At the end of that 36-hour period, the attacker, the man who murdered him, decided that he had no alternative, unless he wanted to go back to prison, but to do away with Christopher, to end his life, preventing him from testifying or identifying him should he ever be apprehended. And that was his whole modus operandi.
Today, if we had the sex offender registry that is in place in Ontario—which is a state-of-the-art role model for registries in other jurisdictions—the outcome would have been very different. Time is of the essence in these investigations, and police were on the scene within about three minutes of Christopher's abduction. They responded very quickly but did not have much information to go on. They had no information on sex offenders who were living in the community, although by order of his release from the institution, Fredericks—who had abducted and murdered Christopher—had registered his address with the police services, as he was required to do. They had no access to that information. It wasn't contained on a database. It was contained in the local police station where he registered, and it was confined there. It was held basically in a Hilroy exercise scribbler. That was where the information was stored.

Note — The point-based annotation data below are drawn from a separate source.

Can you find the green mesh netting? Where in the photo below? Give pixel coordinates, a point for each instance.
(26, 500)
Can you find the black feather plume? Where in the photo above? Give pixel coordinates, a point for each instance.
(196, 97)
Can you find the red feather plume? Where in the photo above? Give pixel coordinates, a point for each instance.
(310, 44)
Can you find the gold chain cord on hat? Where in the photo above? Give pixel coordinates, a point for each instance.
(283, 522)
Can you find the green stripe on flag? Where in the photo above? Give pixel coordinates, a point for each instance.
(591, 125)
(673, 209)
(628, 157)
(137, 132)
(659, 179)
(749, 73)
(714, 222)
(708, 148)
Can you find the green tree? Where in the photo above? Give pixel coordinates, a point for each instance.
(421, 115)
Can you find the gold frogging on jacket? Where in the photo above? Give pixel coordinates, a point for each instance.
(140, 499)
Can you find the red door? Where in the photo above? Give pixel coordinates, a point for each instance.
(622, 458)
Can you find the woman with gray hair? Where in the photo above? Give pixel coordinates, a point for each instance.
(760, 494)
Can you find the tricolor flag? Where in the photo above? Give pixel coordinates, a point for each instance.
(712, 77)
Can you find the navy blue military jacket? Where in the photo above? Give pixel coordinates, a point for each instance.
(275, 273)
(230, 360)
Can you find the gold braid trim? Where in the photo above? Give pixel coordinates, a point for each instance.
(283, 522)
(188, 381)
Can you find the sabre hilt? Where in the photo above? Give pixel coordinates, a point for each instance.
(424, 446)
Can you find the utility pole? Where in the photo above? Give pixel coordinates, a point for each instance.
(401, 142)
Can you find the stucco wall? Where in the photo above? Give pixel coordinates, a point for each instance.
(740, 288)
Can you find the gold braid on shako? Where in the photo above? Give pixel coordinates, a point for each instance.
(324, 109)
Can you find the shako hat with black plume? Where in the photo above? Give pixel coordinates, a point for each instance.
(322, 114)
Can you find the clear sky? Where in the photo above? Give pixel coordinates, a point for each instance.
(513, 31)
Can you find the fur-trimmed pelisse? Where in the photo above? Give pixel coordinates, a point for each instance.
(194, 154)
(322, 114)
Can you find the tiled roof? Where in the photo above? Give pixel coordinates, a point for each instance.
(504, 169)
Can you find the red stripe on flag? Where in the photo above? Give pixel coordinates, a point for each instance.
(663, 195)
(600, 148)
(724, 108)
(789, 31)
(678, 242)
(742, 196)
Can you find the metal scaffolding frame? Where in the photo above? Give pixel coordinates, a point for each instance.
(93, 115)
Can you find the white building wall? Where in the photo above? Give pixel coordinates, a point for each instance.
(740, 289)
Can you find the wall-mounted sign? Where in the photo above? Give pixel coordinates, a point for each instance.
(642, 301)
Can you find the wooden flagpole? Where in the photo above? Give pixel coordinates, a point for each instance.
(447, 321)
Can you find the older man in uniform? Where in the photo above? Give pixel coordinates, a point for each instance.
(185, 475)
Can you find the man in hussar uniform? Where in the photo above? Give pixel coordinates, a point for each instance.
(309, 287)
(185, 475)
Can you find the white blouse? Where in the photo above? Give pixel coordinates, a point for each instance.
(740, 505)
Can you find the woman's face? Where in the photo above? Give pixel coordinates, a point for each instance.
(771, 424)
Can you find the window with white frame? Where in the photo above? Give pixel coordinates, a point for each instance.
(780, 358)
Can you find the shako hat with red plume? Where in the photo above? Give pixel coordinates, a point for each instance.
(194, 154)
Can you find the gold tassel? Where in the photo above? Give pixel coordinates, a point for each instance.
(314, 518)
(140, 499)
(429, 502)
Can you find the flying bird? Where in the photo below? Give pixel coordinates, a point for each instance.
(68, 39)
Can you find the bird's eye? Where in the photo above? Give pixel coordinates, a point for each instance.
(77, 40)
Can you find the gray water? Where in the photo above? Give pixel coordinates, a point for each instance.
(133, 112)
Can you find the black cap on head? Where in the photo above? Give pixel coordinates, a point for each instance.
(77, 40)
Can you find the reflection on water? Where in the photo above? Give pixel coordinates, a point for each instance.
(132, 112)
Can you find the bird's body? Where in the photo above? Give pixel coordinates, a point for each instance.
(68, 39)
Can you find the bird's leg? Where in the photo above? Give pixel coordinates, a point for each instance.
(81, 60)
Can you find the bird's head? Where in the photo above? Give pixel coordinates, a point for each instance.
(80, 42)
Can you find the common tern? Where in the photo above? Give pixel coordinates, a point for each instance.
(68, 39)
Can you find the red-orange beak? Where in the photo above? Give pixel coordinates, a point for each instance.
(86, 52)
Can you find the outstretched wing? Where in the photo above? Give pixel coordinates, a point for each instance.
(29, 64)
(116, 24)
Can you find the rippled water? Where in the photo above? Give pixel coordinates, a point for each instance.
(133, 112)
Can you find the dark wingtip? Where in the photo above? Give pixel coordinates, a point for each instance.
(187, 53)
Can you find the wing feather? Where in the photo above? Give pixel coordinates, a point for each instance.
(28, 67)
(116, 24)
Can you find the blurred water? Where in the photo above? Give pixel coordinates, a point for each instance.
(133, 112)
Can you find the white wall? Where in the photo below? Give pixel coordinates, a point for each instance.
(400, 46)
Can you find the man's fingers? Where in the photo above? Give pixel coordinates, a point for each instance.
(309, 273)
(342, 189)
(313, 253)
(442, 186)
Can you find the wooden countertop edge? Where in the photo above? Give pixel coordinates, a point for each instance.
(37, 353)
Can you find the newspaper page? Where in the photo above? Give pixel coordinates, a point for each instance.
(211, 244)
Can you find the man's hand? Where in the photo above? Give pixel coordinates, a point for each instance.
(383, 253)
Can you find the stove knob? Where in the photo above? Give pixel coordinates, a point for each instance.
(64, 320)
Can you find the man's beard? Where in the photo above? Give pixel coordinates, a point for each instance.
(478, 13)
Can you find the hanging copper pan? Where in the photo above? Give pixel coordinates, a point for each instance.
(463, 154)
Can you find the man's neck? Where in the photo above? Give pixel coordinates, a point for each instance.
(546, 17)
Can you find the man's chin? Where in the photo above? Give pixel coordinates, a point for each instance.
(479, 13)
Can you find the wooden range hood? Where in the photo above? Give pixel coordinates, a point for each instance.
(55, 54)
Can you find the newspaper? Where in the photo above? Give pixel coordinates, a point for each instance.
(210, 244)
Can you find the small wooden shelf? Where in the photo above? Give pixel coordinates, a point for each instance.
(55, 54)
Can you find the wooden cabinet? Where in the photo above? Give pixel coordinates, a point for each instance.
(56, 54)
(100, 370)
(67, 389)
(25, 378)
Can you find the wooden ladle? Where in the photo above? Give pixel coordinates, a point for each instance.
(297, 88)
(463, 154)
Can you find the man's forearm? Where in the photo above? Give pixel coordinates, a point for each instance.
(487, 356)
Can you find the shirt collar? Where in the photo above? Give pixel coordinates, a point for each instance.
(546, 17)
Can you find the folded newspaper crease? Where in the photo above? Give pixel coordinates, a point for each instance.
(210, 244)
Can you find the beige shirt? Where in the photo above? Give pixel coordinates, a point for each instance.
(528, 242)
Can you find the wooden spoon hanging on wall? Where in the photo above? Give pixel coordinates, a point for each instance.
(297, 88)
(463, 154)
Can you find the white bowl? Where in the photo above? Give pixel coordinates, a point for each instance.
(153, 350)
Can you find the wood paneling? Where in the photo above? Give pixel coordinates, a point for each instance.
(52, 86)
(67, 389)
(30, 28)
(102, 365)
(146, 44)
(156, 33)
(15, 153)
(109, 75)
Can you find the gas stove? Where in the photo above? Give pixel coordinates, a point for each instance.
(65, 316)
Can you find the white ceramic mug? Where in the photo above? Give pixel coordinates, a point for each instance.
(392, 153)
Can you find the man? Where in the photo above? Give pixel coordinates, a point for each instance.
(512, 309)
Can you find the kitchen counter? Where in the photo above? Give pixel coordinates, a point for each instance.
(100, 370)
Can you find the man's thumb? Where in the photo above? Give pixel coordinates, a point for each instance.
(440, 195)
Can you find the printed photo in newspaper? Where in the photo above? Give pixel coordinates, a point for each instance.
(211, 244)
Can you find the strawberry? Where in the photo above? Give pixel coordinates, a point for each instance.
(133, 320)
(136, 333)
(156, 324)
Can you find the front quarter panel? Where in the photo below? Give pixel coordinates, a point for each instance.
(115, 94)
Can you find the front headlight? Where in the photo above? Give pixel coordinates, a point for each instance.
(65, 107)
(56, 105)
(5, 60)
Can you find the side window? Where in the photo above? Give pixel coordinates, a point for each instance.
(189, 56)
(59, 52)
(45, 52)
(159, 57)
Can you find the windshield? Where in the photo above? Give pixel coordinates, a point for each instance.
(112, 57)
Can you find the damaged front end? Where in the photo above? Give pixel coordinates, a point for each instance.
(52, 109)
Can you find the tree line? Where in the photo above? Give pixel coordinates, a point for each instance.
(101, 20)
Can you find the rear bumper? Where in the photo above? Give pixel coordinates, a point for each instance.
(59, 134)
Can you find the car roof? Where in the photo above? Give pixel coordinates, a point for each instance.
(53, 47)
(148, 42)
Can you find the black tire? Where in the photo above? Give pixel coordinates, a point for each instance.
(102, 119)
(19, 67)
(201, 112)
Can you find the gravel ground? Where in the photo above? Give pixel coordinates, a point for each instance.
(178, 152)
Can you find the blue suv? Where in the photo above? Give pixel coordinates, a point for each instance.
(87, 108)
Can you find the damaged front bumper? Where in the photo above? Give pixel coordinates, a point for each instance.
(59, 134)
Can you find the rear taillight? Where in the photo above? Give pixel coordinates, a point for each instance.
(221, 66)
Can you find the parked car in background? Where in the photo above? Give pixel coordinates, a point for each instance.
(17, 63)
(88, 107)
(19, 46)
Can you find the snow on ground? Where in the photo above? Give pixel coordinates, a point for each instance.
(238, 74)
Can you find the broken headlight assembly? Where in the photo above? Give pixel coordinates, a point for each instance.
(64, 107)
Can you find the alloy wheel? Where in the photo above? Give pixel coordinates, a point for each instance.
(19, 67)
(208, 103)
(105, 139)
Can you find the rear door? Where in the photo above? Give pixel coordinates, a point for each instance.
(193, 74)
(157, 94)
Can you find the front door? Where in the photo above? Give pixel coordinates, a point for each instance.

Today we have a database with IT support that is second to none. There is no comparison. Today that information would have been available to officers immediately on the response to the call to the shopping mall, and within minutes they would have had a list of known sex offenders, child molesters. Fredericks had been convicted of a sexual assault on a young boy in this very city some three years before he abducted and murdered Christopher. So he had a record, and this information would have been available to police officers.
I mentioned Christopher's being held for 36 hours. Certainly a police intervention would have taken place much before 36 hours, and this would have made an incalculable difference to his mother and me.